January: " I've enjoyed people's reports on what they've been reading, whether they do them over a month or over a year, so...." I'm going to do a "year in books" again for '05, but I am nowhere near done reading for '05 yet. Today I'm in the middle of The Child Garden, Military Methods in the Art of War, and an issue of New Scientist.
February: "10:00 a.m., and I've written 2000 words and demolished ten notecards." Notecards. Pretty pretty color-coded notecards. Props of my fruitbattery.
March: "I am fighting the urge to make a salad." This could actually begin almost all of my posts. I love salads.
April: "Good morning!" (Yawn!)
May: "Now that I'm a grown-up, I really miss May baskets."
June: "In my family, we had an old joke, one that was no longer funny (if in fact it had ever been funny)." Heh. People who know my family can't tell which joke that is from just that line.

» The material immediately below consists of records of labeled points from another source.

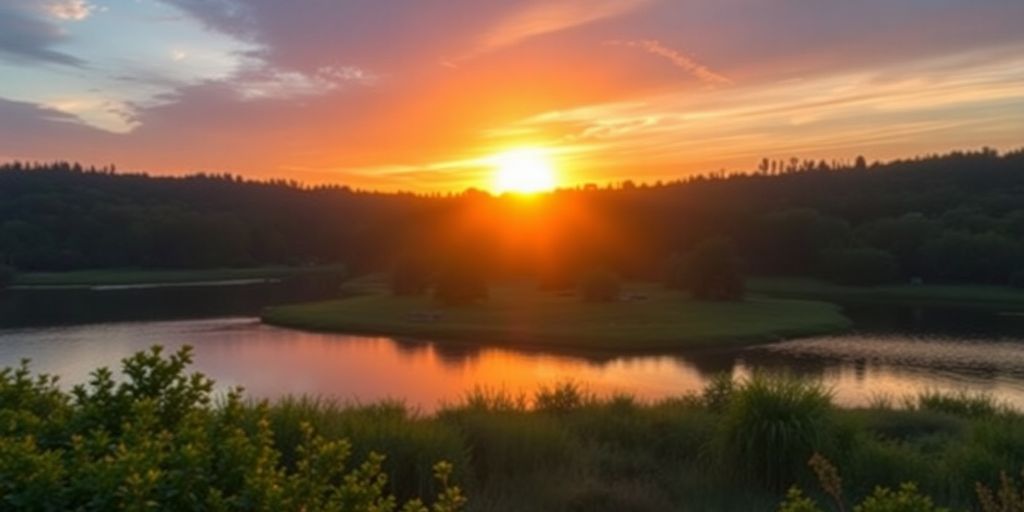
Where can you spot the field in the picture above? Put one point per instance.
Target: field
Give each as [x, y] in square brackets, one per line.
[128, 276]
[737, 445]
[649, 317]
[936, 295]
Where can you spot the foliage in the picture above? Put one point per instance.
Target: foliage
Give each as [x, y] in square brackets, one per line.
[905, 499]
[950, 217]
[773, 425]
[6, 275]
[155, 441]
[860, 266]
[1008, 498]
[461, 284]
[1017, 279]
[986, 257]
[411, 275]
[711, 271]
[600, 286]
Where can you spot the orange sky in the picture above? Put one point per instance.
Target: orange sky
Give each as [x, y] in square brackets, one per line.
[404, 94]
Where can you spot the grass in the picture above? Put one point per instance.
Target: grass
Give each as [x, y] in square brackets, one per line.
[520, 314]
[952, 295]
[563, 449]
[735, 446]
[123, 276]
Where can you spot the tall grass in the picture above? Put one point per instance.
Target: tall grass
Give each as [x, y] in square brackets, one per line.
[772, 426]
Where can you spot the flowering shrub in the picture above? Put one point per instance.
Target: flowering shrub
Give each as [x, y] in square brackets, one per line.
[157, 441]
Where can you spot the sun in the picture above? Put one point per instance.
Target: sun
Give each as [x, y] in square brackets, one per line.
[523, 171]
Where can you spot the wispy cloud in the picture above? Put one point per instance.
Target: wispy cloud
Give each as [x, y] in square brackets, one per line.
[677, 58]
[830, 116]
[73, 10]
[539, 18]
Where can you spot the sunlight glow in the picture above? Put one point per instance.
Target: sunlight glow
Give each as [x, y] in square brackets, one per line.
[523, 171]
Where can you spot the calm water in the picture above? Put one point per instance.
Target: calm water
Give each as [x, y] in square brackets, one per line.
[894, 351]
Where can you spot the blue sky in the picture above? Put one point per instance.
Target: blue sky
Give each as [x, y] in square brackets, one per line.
[418, 94]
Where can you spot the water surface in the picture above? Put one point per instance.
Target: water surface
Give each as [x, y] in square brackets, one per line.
[884, 357]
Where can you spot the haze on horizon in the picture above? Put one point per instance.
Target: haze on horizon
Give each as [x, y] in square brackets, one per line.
[422, 95]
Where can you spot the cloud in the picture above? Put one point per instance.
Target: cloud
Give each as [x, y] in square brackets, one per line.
[279, 84]
[26, 38]
[545, 17]
[679, 59]
[74, 10]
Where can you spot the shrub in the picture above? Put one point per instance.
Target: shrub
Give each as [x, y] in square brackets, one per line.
[773, 425]
[905, 499]
[155, 441]
[860, 266]
[600, 286]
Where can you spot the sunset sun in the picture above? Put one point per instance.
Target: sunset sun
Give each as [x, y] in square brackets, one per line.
[523, 171]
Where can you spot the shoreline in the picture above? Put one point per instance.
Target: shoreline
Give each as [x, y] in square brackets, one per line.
[522, 318]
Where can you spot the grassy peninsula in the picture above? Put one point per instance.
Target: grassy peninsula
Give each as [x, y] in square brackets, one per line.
[647, 317]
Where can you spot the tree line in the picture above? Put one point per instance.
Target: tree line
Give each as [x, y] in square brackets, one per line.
[947, 218]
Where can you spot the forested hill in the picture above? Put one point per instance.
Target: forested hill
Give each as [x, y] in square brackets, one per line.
[952, 217]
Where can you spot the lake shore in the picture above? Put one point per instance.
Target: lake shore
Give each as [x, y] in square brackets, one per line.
[121, 278]
[977, 296]
[518, 314]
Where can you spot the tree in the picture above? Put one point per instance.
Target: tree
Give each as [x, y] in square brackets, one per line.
[411, 275]
[461, 283]
[860, 266]
[712, 271]
[6, 275]
[600, 286]
[960, 256]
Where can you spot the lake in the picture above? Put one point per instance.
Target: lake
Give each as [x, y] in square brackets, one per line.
[893, 350]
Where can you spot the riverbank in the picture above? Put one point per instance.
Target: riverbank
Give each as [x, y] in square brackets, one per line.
[651, 318]
[735, 445]
[151, 278]
[925, 295]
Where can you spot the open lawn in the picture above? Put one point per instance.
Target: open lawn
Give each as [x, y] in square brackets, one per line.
[737, 445]
[520, 314]
[953, 295]
[118, 276]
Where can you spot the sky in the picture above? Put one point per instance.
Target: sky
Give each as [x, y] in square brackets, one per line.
[421, 94]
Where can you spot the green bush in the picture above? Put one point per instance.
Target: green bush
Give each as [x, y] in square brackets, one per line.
[155, 441]
[6, 275]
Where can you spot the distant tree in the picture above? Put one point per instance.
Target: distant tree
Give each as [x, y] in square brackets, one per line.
[600, 286]
[903, 238]
[461, 283]
[792, 241]
[860, 266]
[6, 275]
[860, 164]
[1017, 279]
[712, 271]
[411, 275]
[966, 257]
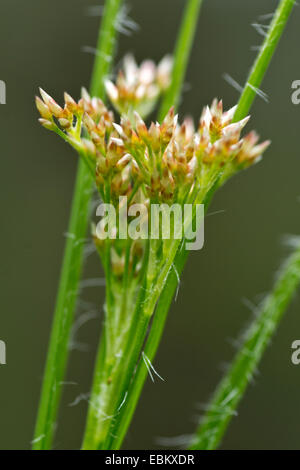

July: "I have sent Thermionic Night off to beta readers." Who were useful, thanks, and I'll be poking you-all fairly soon about the Sampo draft. Where "fairly soon" may mean "yet this year" or may mean "before my birthday."
August: "Who is the most interestingly unfortunate female figure in any mythology for a big, burly, somewhat hapless hockey player guy (defenseman) to make a pass at?" Heh. I should work on that story some more. I am wearing my Sundin jersey today.
September: "Last night
October: "One rejection, that's it."
November: "I just got the photos from my ten-year high school class reunion, and I must say this: it is all right to be pale."
December: "My back had been misbehaving for awhile, but I got into the 'I have too many other things to do' mode and had not scheduled a massage." This is, unfortunately, very like the salad line: more widely applicable than one might think.